Let's say I set my time range to be 2013-01-01 00:00:00.000 to 2013-01-31 23:59:59.999 (entire month of January 2013). Then I do a line graph visualization and keep the default y-axis setup which is a count of _all documents in my index in that time range, it produces 1,565 hits. (just a dot at 1,565, since I haven't defined an x-axis).
One of the fields in my documents is user_id. If I then change the y-axis to do a Count of user_id in that same time period, I get 1,565 hits. So far, nothing strange - every document has a user_id, as I expect.
Then I change the y-axis to be a Unique Count of user_id instead, I get 488 hits. So far, so good - 488 unique users this month.
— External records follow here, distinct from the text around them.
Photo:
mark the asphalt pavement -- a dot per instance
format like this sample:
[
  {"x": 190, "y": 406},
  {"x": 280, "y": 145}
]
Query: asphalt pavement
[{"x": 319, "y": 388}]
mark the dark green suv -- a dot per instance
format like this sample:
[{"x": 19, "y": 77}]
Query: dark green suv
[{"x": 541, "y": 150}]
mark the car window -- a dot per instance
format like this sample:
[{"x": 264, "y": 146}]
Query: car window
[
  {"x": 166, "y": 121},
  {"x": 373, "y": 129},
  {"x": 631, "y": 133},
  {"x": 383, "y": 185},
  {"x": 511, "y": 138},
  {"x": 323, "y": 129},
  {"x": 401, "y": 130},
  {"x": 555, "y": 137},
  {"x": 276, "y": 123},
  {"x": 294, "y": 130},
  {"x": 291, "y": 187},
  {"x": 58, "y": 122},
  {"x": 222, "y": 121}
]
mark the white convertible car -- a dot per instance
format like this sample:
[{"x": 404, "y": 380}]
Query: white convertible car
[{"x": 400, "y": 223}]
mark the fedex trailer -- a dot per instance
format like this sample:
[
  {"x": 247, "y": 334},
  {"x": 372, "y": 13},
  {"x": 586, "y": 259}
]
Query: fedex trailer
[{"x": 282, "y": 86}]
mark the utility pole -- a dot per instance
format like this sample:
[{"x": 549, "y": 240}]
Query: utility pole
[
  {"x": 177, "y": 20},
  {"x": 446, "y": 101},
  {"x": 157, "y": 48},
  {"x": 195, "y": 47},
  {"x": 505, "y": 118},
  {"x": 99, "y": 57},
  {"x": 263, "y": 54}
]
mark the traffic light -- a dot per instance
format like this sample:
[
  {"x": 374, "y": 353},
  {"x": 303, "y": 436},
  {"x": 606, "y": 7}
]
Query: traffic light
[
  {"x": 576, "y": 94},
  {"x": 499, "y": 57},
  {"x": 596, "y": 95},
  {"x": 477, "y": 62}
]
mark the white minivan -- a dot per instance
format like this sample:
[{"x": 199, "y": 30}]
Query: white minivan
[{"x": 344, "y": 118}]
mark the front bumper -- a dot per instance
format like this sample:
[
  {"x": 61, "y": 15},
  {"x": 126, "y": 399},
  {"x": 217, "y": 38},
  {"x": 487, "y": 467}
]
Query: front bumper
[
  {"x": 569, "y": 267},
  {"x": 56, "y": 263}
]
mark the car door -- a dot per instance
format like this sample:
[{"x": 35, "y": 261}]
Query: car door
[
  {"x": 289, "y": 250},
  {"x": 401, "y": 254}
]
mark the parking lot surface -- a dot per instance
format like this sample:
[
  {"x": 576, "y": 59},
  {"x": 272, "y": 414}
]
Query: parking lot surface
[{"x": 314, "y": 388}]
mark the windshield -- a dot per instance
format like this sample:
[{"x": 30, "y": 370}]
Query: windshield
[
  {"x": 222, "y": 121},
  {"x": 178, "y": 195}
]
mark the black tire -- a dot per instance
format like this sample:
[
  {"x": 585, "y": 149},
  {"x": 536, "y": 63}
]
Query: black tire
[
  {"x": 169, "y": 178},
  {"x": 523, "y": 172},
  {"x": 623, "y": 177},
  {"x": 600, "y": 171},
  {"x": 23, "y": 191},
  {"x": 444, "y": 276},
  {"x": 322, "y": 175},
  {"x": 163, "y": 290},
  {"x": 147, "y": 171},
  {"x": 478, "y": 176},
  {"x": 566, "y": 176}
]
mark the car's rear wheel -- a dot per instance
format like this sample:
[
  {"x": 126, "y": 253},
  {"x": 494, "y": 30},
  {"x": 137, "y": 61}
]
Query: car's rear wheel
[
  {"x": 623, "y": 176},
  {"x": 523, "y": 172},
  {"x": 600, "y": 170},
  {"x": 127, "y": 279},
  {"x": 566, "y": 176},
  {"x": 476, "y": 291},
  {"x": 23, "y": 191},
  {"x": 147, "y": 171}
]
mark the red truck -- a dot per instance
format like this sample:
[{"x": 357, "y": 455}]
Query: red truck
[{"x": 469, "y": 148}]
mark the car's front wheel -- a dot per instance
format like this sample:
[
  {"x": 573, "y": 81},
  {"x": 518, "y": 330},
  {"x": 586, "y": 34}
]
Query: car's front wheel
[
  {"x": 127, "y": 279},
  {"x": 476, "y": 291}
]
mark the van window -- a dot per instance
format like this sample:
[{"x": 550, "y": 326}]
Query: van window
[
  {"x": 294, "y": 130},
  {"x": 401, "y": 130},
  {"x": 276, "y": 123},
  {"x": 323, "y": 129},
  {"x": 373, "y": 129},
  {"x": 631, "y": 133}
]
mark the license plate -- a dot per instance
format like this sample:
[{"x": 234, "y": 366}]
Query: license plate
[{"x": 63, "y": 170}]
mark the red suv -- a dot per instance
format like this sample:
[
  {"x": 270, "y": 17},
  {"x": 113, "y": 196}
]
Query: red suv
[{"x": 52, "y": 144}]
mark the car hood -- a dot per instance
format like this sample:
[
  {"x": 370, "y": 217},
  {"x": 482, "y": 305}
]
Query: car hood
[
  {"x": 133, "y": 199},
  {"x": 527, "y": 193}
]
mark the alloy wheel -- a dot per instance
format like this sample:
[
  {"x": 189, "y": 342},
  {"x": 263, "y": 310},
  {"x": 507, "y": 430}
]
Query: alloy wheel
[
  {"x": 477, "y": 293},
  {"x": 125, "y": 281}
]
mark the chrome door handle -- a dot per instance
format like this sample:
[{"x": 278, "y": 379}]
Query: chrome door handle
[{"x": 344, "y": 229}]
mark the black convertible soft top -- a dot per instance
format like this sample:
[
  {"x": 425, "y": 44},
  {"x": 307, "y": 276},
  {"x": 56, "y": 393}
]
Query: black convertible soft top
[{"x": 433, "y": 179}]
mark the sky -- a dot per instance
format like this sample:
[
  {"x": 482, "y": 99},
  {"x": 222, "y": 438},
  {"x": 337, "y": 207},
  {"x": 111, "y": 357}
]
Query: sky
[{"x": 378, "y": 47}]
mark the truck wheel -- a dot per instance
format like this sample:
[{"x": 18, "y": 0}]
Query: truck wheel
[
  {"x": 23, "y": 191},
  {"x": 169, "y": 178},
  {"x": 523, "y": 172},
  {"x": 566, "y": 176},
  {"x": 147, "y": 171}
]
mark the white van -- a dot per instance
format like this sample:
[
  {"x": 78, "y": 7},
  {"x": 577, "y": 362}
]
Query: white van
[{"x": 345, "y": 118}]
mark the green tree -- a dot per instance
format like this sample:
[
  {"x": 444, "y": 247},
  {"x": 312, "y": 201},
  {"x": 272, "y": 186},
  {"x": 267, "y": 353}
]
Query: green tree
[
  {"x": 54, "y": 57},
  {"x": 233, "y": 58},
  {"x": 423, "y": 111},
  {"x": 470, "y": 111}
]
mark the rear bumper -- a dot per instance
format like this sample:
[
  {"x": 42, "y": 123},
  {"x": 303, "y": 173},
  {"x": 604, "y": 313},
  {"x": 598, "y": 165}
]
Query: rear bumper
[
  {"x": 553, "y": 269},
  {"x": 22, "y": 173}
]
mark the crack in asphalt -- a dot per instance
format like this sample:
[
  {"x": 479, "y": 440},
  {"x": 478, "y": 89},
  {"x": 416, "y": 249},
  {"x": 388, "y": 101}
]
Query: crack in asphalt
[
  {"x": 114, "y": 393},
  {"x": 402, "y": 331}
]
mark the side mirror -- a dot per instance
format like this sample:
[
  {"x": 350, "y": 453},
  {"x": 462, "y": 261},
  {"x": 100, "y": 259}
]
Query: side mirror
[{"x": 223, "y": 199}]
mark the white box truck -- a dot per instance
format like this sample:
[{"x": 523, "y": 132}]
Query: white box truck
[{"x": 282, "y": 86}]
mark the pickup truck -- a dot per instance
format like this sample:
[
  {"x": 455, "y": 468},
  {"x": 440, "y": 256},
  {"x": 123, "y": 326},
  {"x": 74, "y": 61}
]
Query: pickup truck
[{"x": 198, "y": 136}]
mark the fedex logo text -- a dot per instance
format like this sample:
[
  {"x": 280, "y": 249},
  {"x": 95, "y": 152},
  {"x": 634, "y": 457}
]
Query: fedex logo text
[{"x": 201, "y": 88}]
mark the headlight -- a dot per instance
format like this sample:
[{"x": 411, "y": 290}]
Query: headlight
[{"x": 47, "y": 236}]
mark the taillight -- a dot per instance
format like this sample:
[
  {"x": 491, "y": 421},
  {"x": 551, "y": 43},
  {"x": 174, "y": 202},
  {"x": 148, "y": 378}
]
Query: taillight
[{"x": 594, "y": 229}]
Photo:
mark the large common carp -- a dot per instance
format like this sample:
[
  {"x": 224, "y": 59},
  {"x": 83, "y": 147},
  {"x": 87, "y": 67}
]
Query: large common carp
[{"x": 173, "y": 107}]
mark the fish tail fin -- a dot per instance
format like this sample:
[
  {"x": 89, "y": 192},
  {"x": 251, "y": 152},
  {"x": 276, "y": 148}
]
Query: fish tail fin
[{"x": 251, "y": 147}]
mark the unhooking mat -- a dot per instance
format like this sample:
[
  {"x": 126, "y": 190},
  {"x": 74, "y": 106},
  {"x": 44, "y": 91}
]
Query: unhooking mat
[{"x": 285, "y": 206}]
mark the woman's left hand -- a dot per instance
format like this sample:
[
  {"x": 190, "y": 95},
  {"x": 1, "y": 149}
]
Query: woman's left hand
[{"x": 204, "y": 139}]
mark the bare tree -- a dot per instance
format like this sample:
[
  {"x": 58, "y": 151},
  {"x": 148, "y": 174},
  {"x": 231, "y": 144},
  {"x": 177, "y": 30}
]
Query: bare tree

If I then add a bucket - doesn't matter what kind, can be x-axis or split lines - on the scripted field term 'year' which is defined as doc['@timestamp'].getYear(), my hits go to 520.
I don't understand this - where are the extra documents coming from?? How can I have 488 unique user_ids in my time period Jan 2013, but then have 520 unique user_ids in time period Jan 2013 when I add year on the x-axis? "unique user_ids by year" should not differ from "unique user_ids" when the time period is just Jan 2013!
This only seems to affect Unique Count. If I do the original plain count (1,565) and then add the 'year' sub-bucket, I still get 1,565, which is what I expect.
So what am I not understanding about the interplay between Unique Count and buckets?